Pipelines: Mix Longitudinal Components¶
Dataset Used in Tutorials
Use the shared synthetic dataset defined in the tutorials overview. Generate it once there and reuse it here.
Pipelines let you chain longitudinal transformations, preprocessing, and estimation in one interface.
The animation below illustrates the key contract that makes this work: features_group travels alongside X through every step, and update_feature_groups_callback rewrites those indices whenever a step reshapes the matrix — so the final estimator still sees a coherent temporal structure.
Load and prepare the dataset¶
Using extended_stroke_longitudinal.csv:
from scikit_longitudinal.data_preparation import LongitudinalDataset
dataset = LongitudinalDataset('./extended_stroke_longitudinal.csv')
dataset.load_data_target_train_test_split(target_column='stroke_w2', test_size=0.2, random_state=42)
dataset.setup_features_group([[2,3], [4,5], [6,7], [8,9], [10,11], [12,13]])
Example 1: Data-preparation pipeline (flatten, then scikit-learn)¶
Combine a flattening step with familiar scikit-learn transformers and estimators:
from sklearn.linear_model import LogisticRegression
from sklearn.metrics import accuracy_score
from sklearn.preprocessing import StandardScaler
from scikit_longitudinal.data_preparation import AggrFunc
from scikit_longitudinal.pipeline import LongitudinalPipeline
steps = [
('aggr_mean', AggrFunc(
features_group=dataset.feature_groups(),
non_longitudinal_features=dataset.non_longitudinal_features(),
feature_list_names=dataset.data.columns.tolist(),
aggregation_func='mean',
)),
('scale', StandardScaler()),
('log_reg', LogisticRegression(max_iter=500)),
]
pipeline = LongitudinalPipeline(
steps=steps,
features_group=dataset.feature_groups(),
non_longitudinal_features=dataset.non_longitudinal_features(),
feature_list_names=dataset.data.columns.tolist(),
update_feature_groups_callback='default'
)
pipeline.fit(dataset.X_train, dataset.y_train)
y_pred = pipeline.predict(dataset.X_test)

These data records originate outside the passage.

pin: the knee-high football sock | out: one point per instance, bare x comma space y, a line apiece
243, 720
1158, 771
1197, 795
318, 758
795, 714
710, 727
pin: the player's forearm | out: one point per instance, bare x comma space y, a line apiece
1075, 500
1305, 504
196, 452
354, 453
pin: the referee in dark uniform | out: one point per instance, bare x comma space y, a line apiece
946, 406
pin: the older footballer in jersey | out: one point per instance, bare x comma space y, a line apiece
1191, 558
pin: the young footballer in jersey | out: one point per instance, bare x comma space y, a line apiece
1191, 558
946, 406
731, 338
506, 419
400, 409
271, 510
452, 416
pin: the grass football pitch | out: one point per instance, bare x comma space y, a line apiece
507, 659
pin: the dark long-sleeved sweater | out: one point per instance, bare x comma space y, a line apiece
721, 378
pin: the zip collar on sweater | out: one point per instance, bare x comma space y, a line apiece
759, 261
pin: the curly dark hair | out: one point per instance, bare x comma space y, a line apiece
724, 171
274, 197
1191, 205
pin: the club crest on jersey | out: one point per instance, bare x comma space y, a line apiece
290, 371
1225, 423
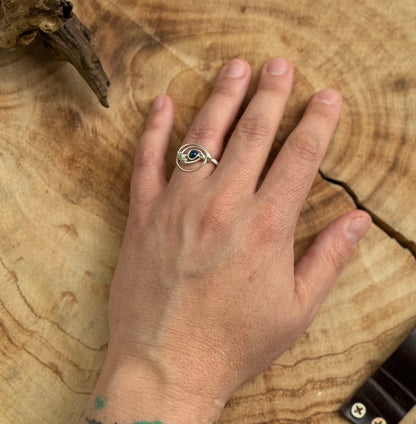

print(f"Accuracy (data-prep path): {accuracy_score(dataset.y_test, y_pred):.3f}")
Example 2: Algorithm-adaptation pipeline (preserve temporal dependency)¶
Keep temporal structure intact and use longitudinal-aware primitives:
from sklearn.metrics import accuracy_score
from scikit_longitudinal.pipeline import LongitudinalPipeline
from scikit_longitudinal.data_preparation import MerWavTimePlus
from scikit_longitudinal.preprocessors.feature_selection import CorrelationBasedFeatureSelectionPerGroup
from scikit_longitudinal.estimators.trees import LexicoDecisionTreeClassifier
steps = [
('MerWavTimePlus', MerWavTimePlus()), # Merge waves keeping time indices
('CFSPerGroup', CorrelationBasedFeatureSelectionPerGroup()), # Longitudinal feature selection
('LexicoDT', LexicoDecisionTreeClassifier(threshold_gain=0.01, random_state=42))
]
pipeline = LongitudinalPipeline(
steps=steps,
features_group=dataset.feature_groups(),
non_longitudinal_features=dataset.non_longitudinal_features(),
feature_list_names=dataset.data.columns.tolist(),
update_feature_groups_callback='default'
)
pipeline.fit(dataset.X_train, dataset.y_train)
y_pred = pipeline.predict(dataset.X_test)
print(f"Accuracy (algorithm-adaptation path): {accuracy_score(dataset.y_test, y_pred):.3f}")
Pipelines chain steps seamlessly, letting you choose whether to flatten or retain temporal dependencies while keeping a consistent interface.